U know those big foam mats in the back gym for track?
ya, gonna go have sex there?
No I want one to have wings and pick me up and take me home
I wish they made portable blow up dolls for girls.
It's called a dildo, genius. Go to sleep.
he just booty called me in advance instead of waiting til 3 am when hes trashed. i think thats really considerate and gentlemanlike.
Fun fact: Antibacterial soap will not take the combined smell of bbq sauce and vagina off your hands.
Just orgasmed in traffic.
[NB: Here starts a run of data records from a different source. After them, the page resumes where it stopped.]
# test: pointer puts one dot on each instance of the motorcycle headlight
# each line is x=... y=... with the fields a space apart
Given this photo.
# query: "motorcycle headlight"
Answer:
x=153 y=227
Starting to have feelings for my commute.
Any chance you used one if the curtain rods in the fireplace room as a sword? One is missing
You're the third person who's asked me for an afternoon blow connection in one day. Unreal.
That's more of a you-issue than a me-issue
do you know where my other puke covered boot is
I forgot how easy it is to have sex in public when you're wearing a dress. Thank you global warming.
I swear man, you fly across the country to give a boy your virginity and he suddenly thinks you like him
Can I use your baby to go shoplifting?
he just left the suite without pants on wrapped in Christmas lights
He deserves someone who will touch his penis at 3 a.m.
She's one of those people who could be either 16 or 23. In which case she's too old for me or in dangerously jailbait territory for you, bro.
She has a girlfriend too.. we decided that two cheats equal eachother out to zero. with our flawed grasp on algebra and the bottle of jack we were passing back and forth the logic seemed airtight.